United did not say whether or not it expects to be reimbursed by Boeing for the cost of the grounding of its 737 Max 9s for three weeks following the January 5 incident. But it did say that it would have been profitable without the cost of the grounding.

The blow out of a door plug on an Alaska Airlines flight caused a three-week grounding by the Federal Aviation Administration of the 737 Max 9 model of jets, and brought fresh questions about the safety and quality of Boeing planes. United, which depends on Boeing planes for about 80% of its mainline fleet, had 86 of the Max 9 jets, more than any other airline in the world and it was hit particularly hard by Boeing’s problems.

But United has also been hit with a series of other incidents, including engines catching on fire and wheels falling off of planes, problems that got increased attention in the wake of Boeing’s problems.
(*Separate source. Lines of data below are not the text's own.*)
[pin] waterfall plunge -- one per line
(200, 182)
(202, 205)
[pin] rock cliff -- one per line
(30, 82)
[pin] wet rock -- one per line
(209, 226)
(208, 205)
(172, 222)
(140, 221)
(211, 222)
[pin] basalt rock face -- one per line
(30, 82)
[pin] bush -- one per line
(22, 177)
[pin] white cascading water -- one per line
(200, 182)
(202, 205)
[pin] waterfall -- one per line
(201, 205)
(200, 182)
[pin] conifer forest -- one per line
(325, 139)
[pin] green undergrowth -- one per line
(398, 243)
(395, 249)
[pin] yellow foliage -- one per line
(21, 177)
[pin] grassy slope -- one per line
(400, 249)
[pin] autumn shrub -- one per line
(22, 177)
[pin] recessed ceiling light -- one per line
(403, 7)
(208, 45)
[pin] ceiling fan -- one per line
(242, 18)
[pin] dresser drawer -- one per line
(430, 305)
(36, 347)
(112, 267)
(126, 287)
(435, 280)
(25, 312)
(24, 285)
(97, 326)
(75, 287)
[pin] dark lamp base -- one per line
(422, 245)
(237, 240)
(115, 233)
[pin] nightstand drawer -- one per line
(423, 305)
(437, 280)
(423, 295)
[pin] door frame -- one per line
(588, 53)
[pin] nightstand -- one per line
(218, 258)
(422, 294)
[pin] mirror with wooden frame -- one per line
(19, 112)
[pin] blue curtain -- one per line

It has forced United CEO Scott Kirby to reach out to customers to assure them the airline would itself make a greater focus on safety by its own employees. The FAA has also said it is putting United under greater scrutiny.
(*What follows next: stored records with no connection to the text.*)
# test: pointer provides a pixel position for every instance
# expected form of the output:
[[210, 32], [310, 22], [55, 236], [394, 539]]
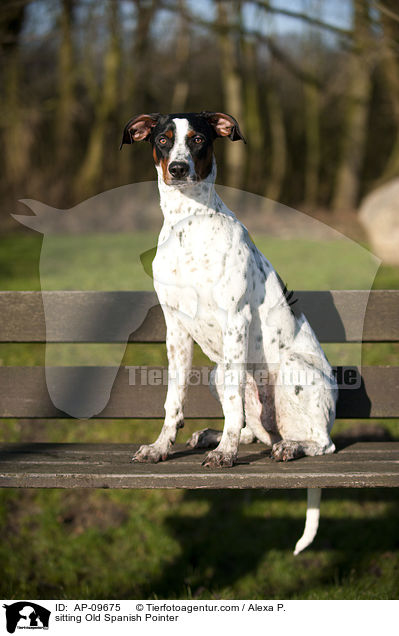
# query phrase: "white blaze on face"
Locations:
[[180, 150]]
Boeing’s publicity woes and the grounding of the jets weren’t the only way that the airplane manufacturer hurt United.

The airline said Tuesday it now expects to take delivery of only 61 single-aisle jets from Boeing this year, or 40 fewer than it had anticipated at the start of the year. The airline had previously disclosed it had put a freeze on the hiring of pilots, and that it isasking pilots to accept voluntary unpaid furloughs due to the cut in the number of flights it is operating.
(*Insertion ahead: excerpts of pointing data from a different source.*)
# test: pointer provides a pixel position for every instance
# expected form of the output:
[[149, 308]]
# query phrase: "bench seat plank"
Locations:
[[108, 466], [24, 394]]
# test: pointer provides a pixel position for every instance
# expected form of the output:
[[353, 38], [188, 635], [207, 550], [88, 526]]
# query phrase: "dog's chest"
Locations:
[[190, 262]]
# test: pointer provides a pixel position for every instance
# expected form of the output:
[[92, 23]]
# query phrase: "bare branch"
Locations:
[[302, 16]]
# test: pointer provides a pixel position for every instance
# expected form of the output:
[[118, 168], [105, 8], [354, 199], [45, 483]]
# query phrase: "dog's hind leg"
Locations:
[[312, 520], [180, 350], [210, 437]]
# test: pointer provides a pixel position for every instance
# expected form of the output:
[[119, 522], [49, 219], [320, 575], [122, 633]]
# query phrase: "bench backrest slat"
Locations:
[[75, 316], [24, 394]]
United now says it no longer expects the Boeing 737 Max 10, the latest and longest version of the Boeing 737, to be delivered this year. That plane has not been certified to carry passengers as yet by the FAA. With questions about the quality and safety of Boeing jets, the certification has likely been pushed back to at least 2025.

So United said it has converted a portion of those Max 10 orders to the Max 9 for deliveries from 2025 through 2027, and said it may convert more orders to the smaller versions of that plane.

Of more concern to Boeing, United also said Tuesday that it has reached agreements with two lessors to lease 35 new Airbus A321neos, a 737 Max competitor. Deliveries of those Airbus planes is due in 2026 and 2027.

Asked for a comment on United’s loss estimate, Boeing pointed to comments made to investors last month by Brian West, its CFO, that suggested Boeing is prepared to compensate affected airline customers.

“We put the customers in tight spot,” he said. “As it pertains to the events of January the 5th, of course, there’s customer consideration that is going to manifest itself in the quarter and we’ve got to take care of that and we’re well down the road to do that. And we continue to stand behind our customers with that responsibility.”

United said it had an adjusted loss of $50 million in the quarter, an improvement from the $207 million loss it had in the same period of last year. Revenue was up nearly 10% to $12.5 million.

Most of that gain came because the miles flown by paying passengers rose 9%, as United was able to increase capacity from a year earlier despite the 737 Max 9 grounding. The measures of fares, such as the average amount paid by passengers for each available seat, adjusted for miles flown, were up about 1%.